G.C.  Hi, thanks for that.  which question was it ?

 

your response was VERY helpful.  In a months time I have to present a paper at the annual ******* conference so I had to put my thesis/consciousness stuff on hold till I’m done with that.

The paper I’ll be writing will propose a bridge between posthumanism and hypertextuality, posing hypertextuality (and non linear ways of thinking) as a possible mode of being for future generations who will be immersed in hypertextual technology such as the net and other electronic media.

 

I have not however given up on the consciousness issue and will resume my engaging with your work once this hurdle is overcome. 

 

Thanks for your interest and help.

 

G.C.



 

 

#2.  The following is a set of excerpts from an anonymous reviewer for the Journal of Consciousness Studies in response to one of my submissions.  I was frankly unable to properly respond in the time frame as I am not merely citing or enlarging someone else’s theories, but must frame original ideas to meet specific questions and this is harder than you think.  His critique would clearly apply to anyone else with views similar to mine.  I will simply quote his comments verbatim and interleave short answers to his objections.

 

“No dent has yet been made, however, on the problems of consciousness as they are likely to be perceived by the readers of JCS (including myself).  The adoption of a non-representational position shifts the locus of these problems.  Given that I have a world consisting of perceptual and conceptual objects (i.e. operational constructs) which I denote by terms such as 'trees', 'despair', 'redness', 'brains' etc, is it possible to envisage how [the] last mentioned of these constructs", [the brain], "could itself embody a world analogous to that of my own?” 

 

(Short form answer:  It is in fact quite possible through the Edelman/Freeman/Merleau-Ponty feedback loop described in the “Mind: the Argument…” paper.  The key concept is “reafferance”.  See the appendix to that paper.  A pictorial version of this answer is contained in that paper, and exists on my web site as “A Compound Perspective: Freeman and Beyond”.  Reafferance allows preexisting cortical objects to be reused, (as “a-d converters” so to speak, and reaffirmed), by subsequent feedback leading to more sophisticated response and comparison with theoretical predictions.

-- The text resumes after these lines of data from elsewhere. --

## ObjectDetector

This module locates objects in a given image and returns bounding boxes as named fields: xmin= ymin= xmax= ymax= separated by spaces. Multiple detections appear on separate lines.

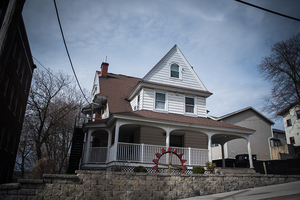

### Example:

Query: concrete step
xmin=215 ymin=167 xmax=257 ymax=174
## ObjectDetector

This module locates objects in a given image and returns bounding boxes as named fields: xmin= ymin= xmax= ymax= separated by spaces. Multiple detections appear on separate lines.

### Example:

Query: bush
xmin=133 ymin=166 xmax=148 ymax=172
xmin=193 ymin=166 xmax=205 ymax=174
xmin=205 ymin=162 xmax=216 ymax=173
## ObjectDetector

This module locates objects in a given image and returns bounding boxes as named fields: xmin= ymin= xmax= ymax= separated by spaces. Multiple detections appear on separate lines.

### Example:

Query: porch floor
xmin=215 ymin=167 xmax=258 ymax=174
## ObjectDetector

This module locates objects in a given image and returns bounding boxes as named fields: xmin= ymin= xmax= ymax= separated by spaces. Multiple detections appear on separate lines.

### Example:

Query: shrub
xmin=193 ymin=166 xmax=205 ymax=174
xmin=205 ymin=162 xmax=216 ymax=173
xmin=133 ymin=166 xmax=147 ymax=172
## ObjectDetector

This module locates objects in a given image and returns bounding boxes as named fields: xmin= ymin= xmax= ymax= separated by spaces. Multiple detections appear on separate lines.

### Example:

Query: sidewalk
xmin=178 ymin=181 xmax=300 ymax=200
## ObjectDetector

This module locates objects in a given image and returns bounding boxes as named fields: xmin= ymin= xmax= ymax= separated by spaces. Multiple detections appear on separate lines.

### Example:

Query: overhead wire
xmin=32 ymin=56 xmax=59 ymax=80
xmin=53 ymin=0 xmax=89 ymax=104
xmin=235 ymin=0 xmax=300 ymax=21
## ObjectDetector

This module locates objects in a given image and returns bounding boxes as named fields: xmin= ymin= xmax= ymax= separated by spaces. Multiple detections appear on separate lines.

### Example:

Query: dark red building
xmin=0 ymin=0 xmax=35 ymax=183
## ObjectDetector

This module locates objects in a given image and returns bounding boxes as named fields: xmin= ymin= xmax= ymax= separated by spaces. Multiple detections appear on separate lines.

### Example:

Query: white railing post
xmin=189 ymin=147 xmax=191 ymax=165
xmin=141 ymin=143 xmax=144 ymax=163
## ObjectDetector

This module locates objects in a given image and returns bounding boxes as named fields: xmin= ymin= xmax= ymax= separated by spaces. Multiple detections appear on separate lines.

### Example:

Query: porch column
xmin=106 ymin=129 xmax=112 ymax=162
xmin=221 ymin=143 xmax=226 ymax=167
xmin=247 ymin=137 xmax=254 ymax=168
xmin=207 ymin=133 xmax=212 ymax=162
xmin=84 ymin=129 xmax=93 ymax=163
xmin=112 ymin=121 xmax=120 ymax=160
xmin=166 ymin=128 xmax=170 ymax=149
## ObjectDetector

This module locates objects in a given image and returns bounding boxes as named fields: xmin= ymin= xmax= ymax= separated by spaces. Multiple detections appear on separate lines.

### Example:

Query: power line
xmin=235 ymin=0 xmax=300 ymax=21
xmin=32 ymin=56 xmax=60 ymax=81
xmin=53 ymin=0 xmax=89 ymax=104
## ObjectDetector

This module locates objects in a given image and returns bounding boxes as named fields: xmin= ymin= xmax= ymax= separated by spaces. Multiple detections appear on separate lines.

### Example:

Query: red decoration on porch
xmin=152 ymin=147 xmax=187 ymax=174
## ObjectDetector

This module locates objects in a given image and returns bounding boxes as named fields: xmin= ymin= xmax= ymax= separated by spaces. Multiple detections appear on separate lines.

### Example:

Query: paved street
xmin=179 ymin=181 xmax=300 ymax=200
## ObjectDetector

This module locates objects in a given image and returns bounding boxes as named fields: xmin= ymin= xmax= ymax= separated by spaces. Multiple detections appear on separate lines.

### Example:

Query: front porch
xmin=86 ymin=142 xmax=208 ymax=167
xmin=80 ymin=119 xmax=253 ymax=171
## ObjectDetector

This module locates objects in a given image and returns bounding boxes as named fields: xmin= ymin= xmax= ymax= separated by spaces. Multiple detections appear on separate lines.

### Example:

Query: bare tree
xmin=258 ymin=33 xmax=300 ymax=117
xmin=18 ymin=70 xmax=83 ymax=177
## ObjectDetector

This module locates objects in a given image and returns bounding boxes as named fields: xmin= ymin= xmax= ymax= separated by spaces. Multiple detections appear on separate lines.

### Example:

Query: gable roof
xmin=215 ymin=106 xmax=275 ymax=124
xmin=143 ymin=45 xmax=207 ymax=91
xmin=277 ymin=102 xmax=300 ymax=116
xmin=90 ymin=73 xmax=252 ymax=131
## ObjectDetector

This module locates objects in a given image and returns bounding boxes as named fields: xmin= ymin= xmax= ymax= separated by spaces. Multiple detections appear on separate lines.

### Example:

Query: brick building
xmin=0 ymin=0 xmax=36 ymax=183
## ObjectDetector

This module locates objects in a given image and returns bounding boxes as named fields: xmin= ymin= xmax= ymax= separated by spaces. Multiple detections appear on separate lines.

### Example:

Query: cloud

It does not, however, imply anything further about the absolute world –i.e. ontology.  But how can we describe it thusly?  The thesis of symbolic forms will provide the answer.  (See my Chapter 4.)

 

“If the answer is, no that can't be done,” he answers himself, “because it would involve a fundamental confusion of categories”,

 

(Short form answer -this is a "straw man" argument: I do not in fact answer “no”, but rather “yes” it can be done if we accept Ernst Cassirer’s, (Neo-Kantian), thesis of “Symbolic Forms” which is a scientific thesis of absolute epistemological relativism.   This goes quite beyond Kant’s original conceptions which I presume this critic assumed I held.  Cassirer’s thesis preserves science as organization only while necessarily relegating the ontological object itself to become “a mere X” –i.e. an existent, but unknowable quantity.)

 

“ then we encounter severe difficulties of the "other minds" type of philosophical problem.”

 

( Short form answer:  This is a totally separate subject which I have addressed and will again address later.  Remember: I answered “yes”, not “no”.  We both posit “other minds”: he as deductively logical necessities, myself as necessary components of realist belief, -i.e. of the necessary intentional “axioms” of realism itself which I have expounded).

 

“If, however, it is admitted”, he continues his dialogue with himself,  “that what I call a 'brain' might itself form operational constructs and this might thereby explain what I am myself doing all the time, then are we not back in almost exactly the same place as we started? 

 

(Short form answer:  This is again an instance of ‘reafferance’.  In the Appendix to the “Mind: the Argument…”, I argued that in the brain “reafferance” feeds back through the same loop and the same evolutionary cortical constructs to yield a working tool –i.e. it is a purely pragmatic tool for the non-hierarchical distribution of input.)

 

“Namely, we have to explain how it is that a pattern of neuronal firing can have the attributes that I designate by the word 'tree'. The only gain is that we no longer have the additional problem of hooking it onto a postulated external "real" tree, and this gain may in fact be a loss for those who hold that the real tree may play a role in establishing the qualia of our percepts. “

 

(Short form answer:  The “real tree”, under my thesis would correspond, I think, to something like one of Eleanor Rosch’s “prototypes”.  Those prototypes, I believe, are evolutionarily defined (and pragmatic) cortical constructs.  The problem, which still remains, is how we are able to use such ontological language at all, (e.g. “cortical constructs”).  Cassirer’s theory of “Symbolic Forms” provides a plausible and, for the first time, a truly scientific rationale.  A legitimate counterquestion would ask if the allowance of an actual mind -e.g. a viable Cartesian theatre might be worth the price I asked of him?  Our ordinary world gets strange, I admit, but our mental world begins to be approachable.  But our ordinary world has already gottent quite strange if you are, (he were), to believe the physicists!

 

“I make these remarks not to criticize the author's position, but to sketch out the field into which some inroad must be made if the paper is to become publishable, and not read like an introduction to something else.”

 

I have quoted this intelligent and apparently damning critique to present the profound difficulty of the answer.  I think I can plausibly answer each and every point raised however.  That plausibility, moreover, is much compounded by the plausibility of my prior answers to the specific problems of the mind and of the brain.  These are more plausible answers –even from the perspective of Naturalism- , I think, than any previously suggested.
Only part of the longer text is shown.